Social justice organisation Oxfam on Tuesday released a new report titled “Starting with people”‚ which details the crisis facing Africa’s poor and issues a challenge to African leaders “to champion new economic models”.
“New data reveals Africa’s inequality crisis is greater than feared‚” Oxfam said in a statement accompanying the release of the report‚ just a day before the World Economic Forum (WEF) on Africa‚ which will be hosted in Durban from Wednesday to Friday.
“African leaders must build a new more ‘human economy’ to tackle inequality and poverty. The WEF will bring political and business leaders together from across the continent to discuss how to achieve inclusive growth.”
Oxfam‚ an international confederation of NGOs working with partners in 90 countries to end injustices that lead to poverty‚ said that new data from the Brookings Institute revealed that levels of inequality in a number of African countries are far higher than previously thought.

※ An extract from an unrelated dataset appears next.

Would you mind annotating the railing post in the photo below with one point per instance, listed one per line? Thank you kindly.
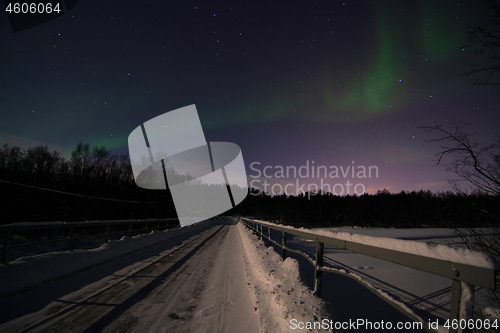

A growing population meant there were 50 million more people living in extreme poverty in sub-Saharan Africa in 2012 than in 1990‚ the report says.
“Seven of the 20 most unequal countries in the world are African: Swaziland is the world’s most unequal‚ now closely followed by Nigeria‚” the statement read.
“In South Africa‚ three billionaires own the same wealth as the poorest half of the population – around 28 million people.”
According to Oxfam‚ “decades of record GDP growth have benefited a wealthy elite but left millions of ordinary Africans behind and as a consequence‚ poverty has declined more slowly in Africa than any other region”.
It said forecasts predict a further 250 to 350 million people could be living in conditions of extreme poverty in the next 15 years.
The human cost is felt the most by women‚ young people and children.
“Inequality in Africa is fuelling poverty‚ fracturing our societies‚ and stifling the potential of millions of people‚” said Winnie Byanyima‚ executive director of Oxfam and co-chair of WEF Africa 2017.
“It will become a major drag on economic growth. Africa should stop imitating the failing policies of Europe and America and develop a new economic model that works for all Africans – not just the fortunate few.
“African leaders must not kid themselves. If the wellbeing of people and the protection of the environment are our primary aims‚ rather than a hoped-for by-product of free markets‚ we need to explicitly design economies to achieve these things.”
The Oxfam report details plans for how leaders in politics and business can utilise economic and tax policies to build economies that will alleviate poverty.
“Oxfam is not advocating a return to Africa’s economic past – we are championing economies that are fit for the future‚” said Byanyima.